I'm reading The Creature from Jekyll Island, which a Daily Kos member summarized here. The book is an excellent read but Griffin's ideology has one strange flaw. In Griffin's version of history the march of pure capitalism towards economic freedom for all is time and time again thwarted by the evil forces of socialism. The forces of socialism include some politicians and economists but mostly it is led by very rich heads and owners of very large corporations. That is to say in this book capitalism is defeated time and again by, well, those with capital.
Reading this book is sort of like reading the fascinating history of a sky diver whose parachute is preventing him from enjoying free fall. Obviously the capitalists themselves are using market tricks like cartels, monopolies, etc. to avoid the competition that Griffin wants them to wallow in - a cursory reading of Schumpeter will tell you this is inevitable. What interests me is how so many brilliant men like Griffin have this take on competitive systems...

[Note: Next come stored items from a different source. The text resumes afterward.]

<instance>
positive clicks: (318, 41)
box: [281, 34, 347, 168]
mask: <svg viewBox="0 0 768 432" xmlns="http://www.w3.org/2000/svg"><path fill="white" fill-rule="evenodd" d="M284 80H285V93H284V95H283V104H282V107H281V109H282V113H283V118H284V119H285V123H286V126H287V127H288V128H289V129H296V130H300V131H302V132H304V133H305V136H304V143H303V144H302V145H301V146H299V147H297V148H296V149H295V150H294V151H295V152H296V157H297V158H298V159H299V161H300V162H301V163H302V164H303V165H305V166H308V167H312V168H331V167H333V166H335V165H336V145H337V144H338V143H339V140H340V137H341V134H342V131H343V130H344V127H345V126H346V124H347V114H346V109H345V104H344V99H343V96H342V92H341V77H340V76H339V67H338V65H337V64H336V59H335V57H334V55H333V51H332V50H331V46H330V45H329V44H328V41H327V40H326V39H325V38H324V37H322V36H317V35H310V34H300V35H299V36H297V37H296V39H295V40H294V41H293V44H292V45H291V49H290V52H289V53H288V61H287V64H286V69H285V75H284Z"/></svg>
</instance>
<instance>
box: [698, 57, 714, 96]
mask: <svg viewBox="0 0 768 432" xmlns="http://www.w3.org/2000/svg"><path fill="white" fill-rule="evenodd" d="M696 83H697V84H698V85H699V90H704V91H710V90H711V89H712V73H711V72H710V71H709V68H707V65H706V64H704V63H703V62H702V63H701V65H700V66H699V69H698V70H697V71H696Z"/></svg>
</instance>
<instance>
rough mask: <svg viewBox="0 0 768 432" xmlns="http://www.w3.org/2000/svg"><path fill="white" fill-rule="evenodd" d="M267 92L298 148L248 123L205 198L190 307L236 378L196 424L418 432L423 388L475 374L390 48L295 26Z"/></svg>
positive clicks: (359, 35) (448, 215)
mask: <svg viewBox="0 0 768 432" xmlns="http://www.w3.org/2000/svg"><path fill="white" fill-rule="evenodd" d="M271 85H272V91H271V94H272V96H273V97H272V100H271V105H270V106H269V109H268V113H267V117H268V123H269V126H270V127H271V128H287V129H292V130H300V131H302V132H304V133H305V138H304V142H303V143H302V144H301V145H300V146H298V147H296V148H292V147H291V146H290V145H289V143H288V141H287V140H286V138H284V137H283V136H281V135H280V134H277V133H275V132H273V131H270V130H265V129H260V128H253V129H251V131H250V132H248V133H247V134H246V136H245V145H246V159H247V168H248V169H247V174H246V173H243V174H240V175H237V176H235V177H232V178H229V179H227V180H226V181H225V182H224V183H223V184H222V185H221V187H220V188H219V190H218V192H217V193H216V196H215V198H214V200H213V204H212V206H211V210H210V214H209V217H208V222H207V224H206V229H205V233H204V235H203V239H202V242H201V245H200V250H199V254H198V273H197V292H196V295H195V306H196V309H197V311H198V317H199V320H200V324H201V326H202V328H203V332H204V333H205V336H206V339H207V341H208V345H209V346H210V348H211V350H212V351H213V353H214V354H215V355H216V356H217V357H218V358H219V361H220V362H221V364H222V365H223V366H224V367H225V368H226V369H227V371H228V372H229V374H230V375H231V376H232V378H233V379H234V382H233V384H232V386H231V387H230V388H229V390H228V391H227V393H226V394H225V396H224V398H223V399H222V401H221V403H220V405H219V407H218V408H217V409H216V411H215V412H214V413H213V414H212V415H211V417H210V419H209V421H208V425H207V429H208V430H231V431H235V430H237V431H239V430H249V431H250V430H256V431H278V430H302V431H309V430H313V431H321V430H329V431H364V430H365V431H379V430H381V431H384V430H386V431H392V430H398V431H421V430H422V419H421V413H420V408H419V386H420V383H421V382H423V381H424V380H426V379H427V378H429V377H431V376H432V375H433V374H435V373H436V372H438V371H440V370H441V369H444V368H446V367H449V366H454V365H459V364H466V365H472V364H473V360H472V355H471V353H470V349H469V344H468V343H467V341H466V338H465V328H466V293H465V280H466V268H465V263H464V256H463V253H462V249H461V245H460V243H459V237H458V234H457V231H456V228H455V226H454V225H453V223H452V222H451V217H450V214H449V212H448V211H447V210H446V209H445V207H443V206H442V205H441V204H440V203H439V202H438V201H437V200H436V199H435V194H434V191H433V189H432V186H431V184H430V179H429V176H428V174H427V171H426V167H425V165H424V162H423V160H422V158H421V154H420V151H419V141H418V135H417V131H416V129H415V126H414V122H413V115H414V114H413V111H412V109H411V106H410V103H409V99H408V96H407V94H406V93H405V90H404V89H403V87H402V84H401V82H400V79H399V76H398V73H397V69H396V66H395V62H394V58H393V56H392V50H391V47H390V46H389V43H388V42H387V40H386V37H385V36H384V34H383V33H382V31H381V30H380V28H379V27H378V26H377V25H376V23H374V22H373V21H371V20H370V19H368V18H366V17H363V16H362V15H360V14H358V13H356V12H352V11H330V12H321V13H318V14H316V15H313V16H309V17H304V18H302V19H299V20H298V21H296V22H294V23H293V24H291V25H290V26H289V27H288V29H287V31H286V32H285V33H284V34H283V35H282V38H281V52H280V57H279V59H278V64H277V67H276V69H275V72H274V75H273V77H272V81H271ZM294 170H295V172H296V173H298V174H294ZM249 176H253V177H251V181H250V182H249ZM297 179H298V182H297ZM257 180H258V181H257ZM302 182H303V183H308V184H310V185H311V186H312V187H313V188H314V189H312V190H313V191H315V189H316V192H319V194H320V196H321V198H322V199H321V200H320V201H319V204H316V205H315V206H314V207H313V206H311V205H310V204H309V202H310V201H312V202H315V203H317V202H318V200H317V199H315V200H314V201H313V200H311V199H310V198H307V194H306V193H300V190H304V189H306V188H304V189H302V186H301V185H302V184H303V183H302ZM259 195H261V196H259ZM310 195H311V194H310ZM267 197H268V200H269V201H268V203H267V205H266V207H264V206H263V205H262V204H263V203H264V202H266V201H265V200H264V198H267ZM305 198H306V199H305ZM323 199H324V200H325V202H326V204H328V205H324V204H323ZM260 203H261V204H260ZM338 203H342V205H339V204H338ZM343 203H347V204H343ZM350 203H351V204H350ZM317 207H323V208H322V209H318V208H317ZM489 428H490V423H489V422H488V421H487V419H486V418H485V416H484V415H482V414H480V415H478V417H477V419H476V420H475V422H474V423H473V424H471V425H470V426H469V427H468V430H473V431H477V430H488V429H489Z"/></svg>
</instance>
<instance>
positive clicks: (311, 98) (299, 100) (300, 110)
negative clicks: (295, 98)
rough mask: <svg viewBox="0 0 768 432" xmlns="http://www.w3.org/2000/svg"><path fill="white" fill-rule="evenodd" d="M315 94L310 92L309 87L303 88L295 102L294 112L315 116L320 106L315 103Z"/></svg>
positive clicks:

I was watching Walking with Dinosaurs with my 6 year old so and he was constantly asking what would happen if that T. Rex were in our neighborhood - could we take it? I told him that humans are fiercer than a T. Rex but that wasn't the point of the movie. But for many libertarians and free market ideologues that is exactly the point. Evolution, the original competitive system, created many fierce competitors - each more ruthlessly efficient than the last. Now I'm just as proud of humans as they are but that’s not what happened at all.
The fact is that competitive systems don't find optimal solutions. They collapse to steady state solutions. By definition, when the system hits such a solution it stays in it a long time. For the evolution of predators that steady state solution was the dinosaurs. They were on the planet for hundreds of millions of years and then from Wikipedia Timeline of evolution
The Cretaceous-Tertiary extinction event (sixth extinction event) wipes out about half of all animal species including all non-avian dinosaurs, probably because of a cooling of the climate precipitated by the giant impact of an asteroid: iridium powder from the asteroid forms a layer that covers the whole Earth. Creation of the Chicxulub Crater (170 km across, now half-submerged off the Yucatan peninsula of Mexico). Without the presence of the giant and diurnal dinosaurs, mammals can increase in diversity and size. Some will later return back to the sea (whales, sirenians, seals) and others will evolve flight (bats). A group of small, nocturnal and arboreal, insect-eating mammals called the Archonta branches into what will be the primates, treeshrews, and bats.
As primitive as the dinosaurs, like giant competition free corporations, are compared to humans without that asteroid they rule the day forever. Evolution only forces a solution, not the best solution, and the same goes for free market forces. Lucky for primates and free market ideologues asteroids abound and one of them peak oil, global warming, global debt will hit and shake things up. But I think a more reasonable approach would have been for everyone to accept the necessity of strong government regulations to prevent global markets collapsing into the current state.